Doctor Reveals Every Blue-Eyed Person Descends From One Ancient Human

A scientist has said that many people with blue eyes can be linked back to a single ancient ancestor.

Dr. Melissa Ilardo discussed the topic during an appearance on Andrew Huberman’s podcast, where she explained the striking theory behind the origin of blue eyes.

Eye colour is one of the clearest visible signs of genetics. Brown is by far the most widespread shade, outnumbering all other eye colours combined.

The colour itself comes from pigmentation in the iris, the coloured ring of tissue that surrounds the pupil. Eye colour usually falls somewhere on a spectrum from very light blue to dark brown, with green, hazel and grey also appearing naturally.

In rare instances, people can also have heterochromia, a condition where each eye appears a different colour. That can mean subtle variation between similar shades or a much more noticeable contrast, such as one blue eye and one brown eye.

Although eye colour is influenced by several genes, researchers say a major part of blue-eye inheritance is tied to the OCA2-HERC2 region on chromosome 15. Variants in this area can reduce the amount of melanin in the iris, producing lighter eyes.

Describing it as one of her ‘favourite genetic facts’, she said:

“Everyone with blue eyes descends from the same person.”

She continued:

“At one point in human history, one person had a change in their eye colour. And it’s just amazing to imagine this person who had blue eyes for the first time.”

Dr Ilardo said the characteristic spread ‘through many generations’, adding that this was ‘probably because that was a more attractive and interesting feature in that individual’.

The discussion also touched on the ‘F1’ of blue eyes. In this case, the term does not relate to motorsport, but instead refers to the first known individual to display a specific trait.

Researchers have explored this theory before, including a University of Copenhagen study that examined DNA from blue-eyed individuals from several parts of the world, including Turkey, Jordan and Denmark.

Professor Hans Eiberg, from the Department of Cellular and Molecular Medicine, said:

“Originally, we all had brown eyes.
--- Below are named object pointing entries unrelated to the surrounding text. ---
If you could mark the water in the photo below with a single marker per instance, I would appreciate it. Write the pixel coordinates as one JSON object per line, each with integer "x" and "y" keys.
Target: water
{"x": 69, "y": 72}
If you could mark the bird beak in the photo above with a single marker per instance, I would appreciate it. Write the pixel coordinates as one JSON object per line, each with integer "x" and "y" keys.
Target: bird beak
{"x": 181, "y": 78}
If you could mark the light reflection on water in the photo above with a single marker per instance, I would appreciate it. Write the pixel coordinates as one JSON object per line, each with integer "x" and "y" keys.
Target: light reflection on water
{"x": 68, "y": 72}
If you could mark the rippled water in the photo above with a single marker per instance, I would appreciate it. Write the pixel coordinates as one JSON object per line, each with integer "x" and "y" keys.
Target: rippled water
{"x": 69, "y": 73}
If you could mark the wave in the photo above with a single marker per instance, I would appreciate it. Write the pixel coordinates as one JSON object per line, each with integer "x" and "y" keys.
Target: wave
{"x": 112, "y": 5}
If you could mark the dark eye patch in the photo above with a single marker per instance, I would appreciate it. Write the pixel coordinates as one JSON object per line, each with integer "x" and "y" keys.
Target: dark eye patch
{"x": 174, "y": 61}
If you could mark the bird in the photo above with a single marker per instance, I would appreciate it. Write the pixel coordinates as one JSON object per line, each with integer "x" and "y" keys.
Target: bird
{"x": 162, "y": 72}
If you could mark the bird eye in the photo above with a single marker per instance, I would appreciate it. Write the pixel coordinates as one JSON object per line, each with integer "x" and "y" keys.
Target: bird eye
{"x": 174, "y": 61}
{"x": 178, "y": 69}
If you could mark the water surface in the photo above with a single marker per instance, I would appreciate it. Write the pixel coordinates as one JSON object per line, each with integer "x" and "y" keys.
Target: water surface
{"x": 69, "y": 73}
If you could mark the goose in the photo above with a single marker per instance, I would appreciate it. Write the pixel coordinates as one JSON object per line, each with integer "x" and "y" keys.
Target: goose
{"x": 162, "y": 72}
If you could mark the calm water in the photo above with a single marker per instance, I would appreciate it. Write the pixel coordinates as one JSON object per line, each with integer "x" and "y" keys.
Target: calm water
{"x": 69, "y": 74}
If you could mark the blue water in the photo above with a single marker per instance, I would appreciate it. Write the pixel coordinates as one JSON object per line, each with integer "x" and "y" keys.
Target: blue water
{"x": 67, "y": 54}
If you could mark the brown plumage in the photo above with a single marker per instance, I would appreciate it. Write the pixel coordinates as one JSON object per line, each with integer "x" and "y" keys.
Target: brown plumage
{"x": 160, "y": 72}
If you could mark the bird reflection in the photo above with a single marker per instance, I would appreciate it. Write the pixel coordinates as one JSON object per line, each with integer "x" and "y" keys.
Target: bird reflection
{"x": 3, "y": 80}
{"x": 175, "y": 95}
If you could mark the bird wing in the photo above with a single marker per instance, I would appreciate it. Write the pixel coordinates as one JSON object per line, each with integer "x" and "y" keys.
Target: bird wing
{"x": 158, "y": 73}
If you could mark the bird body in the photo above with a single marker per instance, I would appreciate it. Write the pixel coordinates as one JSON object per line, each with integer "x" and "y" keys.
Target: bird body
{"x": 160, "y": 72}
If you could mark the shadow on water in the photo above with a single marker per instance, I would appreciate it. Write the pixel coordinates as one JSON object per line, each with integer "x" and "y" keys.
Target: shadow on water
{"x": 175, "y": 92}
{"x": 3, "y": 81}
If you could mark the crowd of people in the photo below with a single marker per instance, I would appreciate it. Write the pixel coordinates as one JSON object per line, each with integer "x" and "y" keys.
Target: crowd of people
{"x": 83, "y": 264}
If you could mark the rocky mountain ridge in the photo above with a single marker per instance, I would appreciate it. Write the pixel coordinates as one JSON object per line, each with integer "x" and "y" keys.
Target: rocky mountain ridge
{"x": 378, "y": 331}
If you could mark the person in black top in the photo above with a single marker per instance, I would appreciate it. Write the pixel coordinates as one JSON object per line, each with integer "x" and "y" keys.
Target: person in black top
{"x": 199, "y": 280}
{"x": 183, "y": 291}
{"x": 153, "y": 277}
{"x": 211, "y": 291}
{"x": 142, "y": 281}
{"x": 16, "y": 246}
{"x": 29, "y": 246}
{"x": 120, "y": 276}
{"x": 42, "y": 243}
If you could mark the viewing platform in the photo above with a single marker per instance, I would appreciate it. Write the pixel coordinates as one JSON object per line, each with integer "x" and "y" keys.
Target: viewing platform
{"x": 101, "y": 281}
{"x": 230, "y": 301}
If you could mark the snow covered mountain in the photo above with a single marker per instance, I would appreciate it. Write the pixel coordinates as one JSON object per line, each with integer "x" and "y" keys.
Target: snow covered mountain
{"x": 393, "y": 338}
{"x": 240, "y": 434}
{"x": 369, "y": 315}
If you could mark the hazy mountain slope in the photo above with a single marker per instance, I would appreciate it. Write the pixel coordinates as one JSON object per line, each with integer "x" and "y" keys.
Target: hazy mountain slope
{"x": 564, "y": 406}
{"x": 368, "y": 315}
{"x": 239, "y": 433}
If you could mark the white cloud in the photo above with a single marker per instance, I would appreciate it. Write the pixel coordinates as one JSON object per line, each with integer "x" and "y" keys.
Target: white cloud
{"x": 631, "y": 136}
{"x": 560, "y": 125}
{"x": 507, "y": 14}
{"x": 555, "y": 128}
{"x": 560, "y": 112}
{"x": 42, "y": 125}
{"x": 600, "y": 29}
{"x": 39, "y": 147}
But a genetic mutation affecting the OCA2 gene in our chromosomes resulted in the creation of a ‘switch’, which literally ‘turned off’ the ability to produce brown eyes.”

He added:

“They have all inherited the same switch at exactly the same spot in their DNA.”

This change is thought to have happened thousands of years ago, so there is no reason for modern blue-eyed couples to worry about sharing a recent ancestor.

Scientists believe the best-known blue-eye mutation may have arisen roughly 6,000 to 10,000 years ago, probably in the region around the Black Sea. But eye colour is more complex than the old school idea of a single blue-eye gene, and different genetic combinations can produce blue, green, hazel and brown eyes.

That means the headline claim is broadly right in spirit, but simplified: many blue-eyed people likely descend from one ancient founder carrying a key mutation, while eye colour itself is still controlled by a network of genes rather than one switch alone.